Consider the National Assessment of Educational Progress, or NAEP, a well-respected national test of student achievement that is used to measure academic performance across the country. The gap in educational performance on the NAEP between Maine students who qualify for free and reduced-price lunch and students who don’t qualify is a whopping 23 points. If Maine could get every student in the state to score as well as students who do not qualify for free and reduced-price lunch, Maine would rate No. 2 in the nation for student achievement.

Resilient youth — those who achieve at high levels despite coming from economically disadvantaged backgrounds — are able to succeed despite obstacles and hardships. Maine needs a resilient state education system. International education researchers have measured the extent to which a nation can lift students growing up in the poorest quartile of the population to reach the top quartile of academic achievement. In the United States fewer than 30 percent of disadvantaged students are considered resilient, in contrast to nearly 80 percent in the highest-achieving nations. These nations commit to the potential of their human capital for economic success and quality of life.

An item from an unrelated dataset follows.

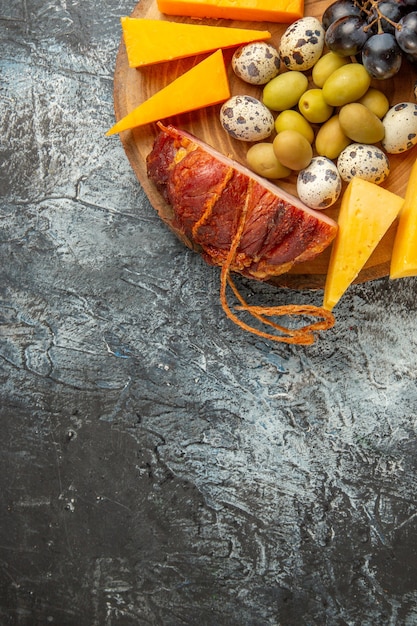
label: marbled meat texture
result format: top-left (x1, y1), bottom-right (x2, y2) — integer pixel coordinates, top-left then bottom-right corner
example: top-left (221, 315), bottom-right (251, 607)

Here is a tragic fact about Maine’s schools: currently, Maine funds public schools regressivelyschools are penalized for receiving federal funds designated for high-need students. This results in per-pupil funding variations that are as much as 4 to 1. Some communities spend $7,346.43 per year per pupil, others spend as much as $30,486.57. To be sure, there are transportation and economy-of-scale factors. However, if Mainers want to see a strong Maine in the decades to come, more resources need to be invested in the communities that need them most.

Maine schools, families, teachers and students do well given the challenges of a relatively poor and mostly rural state. But the state funding system is not helping. Strong communities and healthy, educated children are the responsibility of everyone.

Flynn Ross is an associate professor of teacher education at the University of Southern Maine. Ross is a member of the Maine chapter of the national Scholars Strategy Network, which brings together scholars across the country to address public challenges and their policy implications. Members’ columns appear in the BDN every other week.